Shock: Former NSA lawyer blasts encryption by tech companies

6 Nov 2014

Stewart Baker, a former lawyer for US surveillance behemoth the National Security Agency (NSA), claims encryption is bad, pitting tech companies against governments.

Following an article by new UK Government Communications Headquarters (GCHQ) head Robert Hannigan this week, where he claimed tech giants unwittingly help foster terrorism around the globe, Baker has argued that encryption cost BlackBerry its business, and that other tech giants should be wary.

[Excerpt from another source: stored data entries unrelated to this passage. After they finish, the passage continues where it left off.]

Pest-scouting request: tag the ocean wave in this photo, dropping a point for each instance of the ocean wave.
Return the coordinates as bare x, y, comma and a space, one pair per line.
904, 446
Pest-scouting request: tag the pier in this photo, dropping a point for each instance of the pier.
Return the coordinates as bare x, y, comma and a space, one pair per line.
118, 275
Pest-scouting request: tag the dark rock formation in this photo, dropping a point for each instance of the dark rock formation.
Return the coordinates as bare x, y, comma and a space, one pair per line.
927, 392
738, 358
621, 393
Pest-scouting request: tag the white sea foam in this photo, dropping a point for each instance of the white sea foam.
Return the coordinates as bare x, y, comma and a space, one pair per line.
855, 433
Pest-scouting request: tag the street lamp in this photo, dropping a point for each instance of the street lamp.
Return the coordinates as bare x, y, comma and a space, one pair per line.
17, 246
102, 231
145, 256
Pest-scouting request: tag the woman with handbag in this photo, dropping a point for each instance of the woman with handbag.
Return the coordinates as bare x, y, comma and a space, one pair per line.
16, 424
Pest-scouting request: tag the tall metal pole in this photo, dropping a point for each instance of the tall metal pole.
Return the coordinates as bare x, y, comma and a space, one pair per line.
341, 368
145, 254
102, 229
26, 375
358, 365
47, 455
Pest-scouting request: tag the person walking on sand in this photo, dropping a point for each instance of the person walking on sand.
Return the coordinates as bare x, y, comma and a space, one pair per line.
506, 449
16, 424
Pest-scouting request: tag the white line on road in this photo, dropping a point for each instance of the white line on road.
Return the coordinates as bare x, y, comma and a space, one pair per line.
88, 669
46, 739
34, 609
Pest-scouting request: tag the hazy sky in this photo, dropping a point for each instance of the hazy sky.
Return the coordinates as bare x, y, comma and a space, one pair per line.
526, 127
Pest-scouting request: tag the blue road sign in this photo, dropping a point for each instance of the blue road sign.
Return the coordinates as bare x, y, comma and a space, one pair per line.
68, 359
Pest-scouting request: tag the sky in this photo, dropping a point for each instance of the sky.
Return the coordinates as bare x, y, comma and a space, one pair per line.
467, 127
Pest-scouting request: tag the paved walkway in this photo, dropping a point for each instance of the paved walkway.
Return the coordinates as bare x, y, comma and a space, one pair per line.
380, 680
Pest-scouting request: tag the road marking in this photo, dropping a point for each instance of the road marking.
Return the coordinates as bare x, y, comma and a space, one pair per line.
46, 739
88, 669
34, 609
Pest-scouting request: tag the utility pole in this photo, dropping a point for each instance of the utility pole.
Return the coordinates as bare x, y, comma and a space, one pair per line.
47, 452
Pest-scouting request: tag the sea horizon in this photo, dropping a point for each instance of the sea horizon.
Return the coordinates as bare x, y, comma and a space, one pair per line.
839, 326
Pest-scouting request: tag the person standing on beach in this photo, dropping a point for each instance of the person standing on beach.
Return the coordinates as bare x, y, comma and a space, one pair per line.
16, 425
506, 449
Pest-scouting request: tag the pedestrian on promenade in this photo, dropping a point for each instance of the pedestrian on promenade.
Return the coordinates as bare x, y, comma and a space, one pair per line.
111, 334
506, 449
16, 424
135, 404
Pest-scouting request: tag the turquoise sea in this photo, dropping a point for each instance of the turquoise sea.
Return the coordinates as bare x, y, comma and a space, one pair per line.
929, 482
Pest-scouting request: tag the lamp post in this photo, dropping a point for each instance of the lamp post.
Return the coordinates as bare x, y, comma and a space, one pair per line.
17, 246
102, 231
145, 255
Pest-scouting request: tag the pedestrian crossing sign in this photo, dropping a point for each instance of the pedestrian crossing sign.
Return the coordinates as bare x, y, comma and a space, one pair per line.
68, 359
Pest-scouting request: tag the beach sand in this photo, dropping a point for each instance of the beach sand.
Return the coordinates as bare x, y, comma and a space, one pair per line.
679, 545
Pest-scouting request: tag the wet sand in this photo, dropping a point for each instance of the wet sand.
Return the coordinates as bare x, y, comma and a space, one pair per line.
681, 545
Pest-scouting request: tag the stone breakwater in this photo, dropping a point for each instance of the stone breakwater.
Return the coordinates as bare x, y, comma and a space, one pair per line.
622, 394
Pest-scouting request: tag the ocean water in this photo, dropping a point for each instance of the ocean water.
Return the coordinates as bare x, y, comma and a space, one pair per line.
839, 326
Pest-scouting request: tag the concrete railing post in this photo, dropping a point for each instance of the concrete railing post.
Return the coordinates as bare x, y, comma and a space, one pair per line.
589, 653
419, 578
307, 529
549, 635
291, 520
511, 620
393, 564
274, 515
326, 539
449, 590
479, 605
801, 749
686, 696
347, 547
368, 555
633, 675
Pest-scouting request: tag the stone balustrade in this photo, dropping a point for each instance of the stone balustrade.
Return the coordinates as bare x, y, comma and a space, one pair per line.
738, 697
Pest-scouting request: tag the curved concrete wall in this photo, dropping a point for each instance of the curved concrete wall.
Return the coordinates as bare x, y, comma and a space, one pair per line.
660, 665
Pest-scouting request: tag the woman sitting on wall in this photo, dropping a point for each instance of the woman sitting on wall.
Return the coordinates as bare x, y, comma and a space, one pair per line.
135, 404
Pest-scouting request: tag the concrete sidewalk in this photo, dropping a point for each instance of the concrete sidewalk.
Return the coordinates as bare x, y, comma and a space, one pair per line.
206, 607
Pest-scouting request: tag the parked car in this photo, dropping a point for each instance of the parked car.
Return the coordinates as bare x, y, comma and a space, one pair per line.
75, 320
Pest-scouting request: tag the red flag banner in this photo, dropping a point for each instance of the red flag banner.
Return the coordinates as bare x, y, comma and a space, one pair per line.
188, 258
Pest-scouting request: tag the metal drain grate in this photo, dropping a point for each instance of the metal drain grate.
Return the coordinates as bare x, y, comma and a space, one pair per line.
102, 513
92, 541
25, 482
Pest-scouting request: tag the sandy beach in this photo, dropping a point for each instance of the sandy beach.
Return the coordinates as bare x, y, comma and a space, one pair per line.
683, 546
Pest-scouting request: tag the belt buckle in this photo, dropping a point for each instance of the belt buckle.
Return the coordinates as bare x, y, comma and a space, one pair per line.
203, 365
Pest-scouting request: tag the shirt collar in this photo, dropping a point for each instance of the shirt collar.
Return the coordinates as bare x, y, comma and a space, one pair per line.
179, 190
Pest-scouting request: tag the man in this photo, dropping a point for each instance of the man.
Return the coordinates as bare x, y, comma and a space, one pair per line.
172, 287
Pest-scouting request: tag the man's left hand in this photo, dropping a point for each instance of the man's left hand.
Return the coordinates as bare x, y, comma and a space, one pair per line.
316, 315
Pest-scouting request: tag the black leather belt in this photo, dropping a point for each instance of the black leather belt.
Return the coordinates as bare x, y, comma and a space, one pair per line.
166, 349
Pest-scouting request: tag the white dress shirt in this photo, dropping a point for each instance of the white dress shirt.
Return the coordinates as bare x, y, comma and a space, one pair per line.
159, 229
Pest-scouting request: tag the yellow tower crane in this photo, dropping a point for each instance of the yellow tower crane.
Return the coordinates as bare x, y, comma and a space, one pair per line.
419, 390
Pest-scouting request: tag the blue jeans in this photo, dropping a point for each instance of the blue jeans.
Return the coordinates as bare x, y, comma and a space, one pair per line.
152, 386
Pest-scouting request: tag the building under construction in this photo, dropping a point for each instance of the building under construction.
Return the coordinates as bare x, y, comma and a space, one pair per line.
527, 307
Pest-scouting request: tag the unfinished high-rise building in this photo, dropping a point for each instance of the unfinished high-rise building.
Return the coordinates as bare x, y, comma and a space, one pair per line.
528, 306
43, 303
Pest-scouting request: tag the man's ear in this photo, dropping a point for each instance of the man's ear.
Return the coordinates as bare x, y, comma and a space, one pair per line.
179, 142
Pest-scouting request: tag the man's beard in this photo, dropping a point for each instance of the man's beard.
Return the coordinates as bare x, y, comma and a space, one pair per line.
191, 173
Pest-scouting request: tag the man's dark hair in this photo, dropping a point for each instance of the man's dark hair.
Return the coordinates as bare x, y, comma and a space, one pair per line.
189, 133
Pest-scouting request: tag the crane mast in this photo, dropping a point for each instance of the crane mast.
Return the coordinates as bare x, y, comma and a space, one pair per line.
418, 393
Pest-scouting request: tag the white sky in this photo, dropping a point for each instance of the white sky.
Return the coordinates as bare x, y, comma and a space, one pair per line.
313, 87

Speaking at the Web Summit in Dublin, Baker, sitting alongside The Guardian’s special projects editor James Ball, claimed moves by Google and Apple and others to encrypt user data was more hostile to Western intelligence gathering than to surveillance by China or Russia.

“The state department has funded some of these tools, such as Tor, which has been used in Arab Spring revolutions or to get past the Chinese firewall, but these crypto wars are mainly being fought between the American government and American companies,” he said.

BlackBerry demise down to encryption?

Baker blamed the encryption of user data on BlackBerry’s toils, as it previously “pioneered the same business model that Google and Apple are doing now – that has not ended well for BlackBerry,” said Baker. BlackBerry’s demise has been looked at from numerous angles before, but encryption capabilities is certainly a new one.

He claimed that by encrypting user data, BlackBerry had limited its business in countries that demand oversight of communication data, such as India and the UAE, and got a bad reception in China and Russia. “They restricted their own ability to sell. We have a tendency to think that once the cyberwar is won in the US that that is the end of it – but that is the easiest war to swim.”

The thoughts of Baker, and indeed Hannigan, exist some place between irony and sour grapes, following former CIA contractor Edward Snowden’s revelations of the mass fishing of user data from all over the world.

“Tech companies are picking a big public fight with the NSA because it looks good, as opposed to changing the ability of government to get data,” he said.

“The crypto wars have about as much to do with the outcome of security as the Soviet-Finnish war of 1939 had to do with the outcome of WWII.”

Cloudfare CEO Matthew Prince was also taking part in the discussion, defending tech firms’ attempts to garner trust from users, following Snowden’s activities.

“Where in the past there was a willingness to work with law enforcement, that time has gone,” he said. “I have faith in the math (of encryption). No one can monitor that – and I’m not sure we want private law enforcement taking on the law and picking which traffic is good or bad.”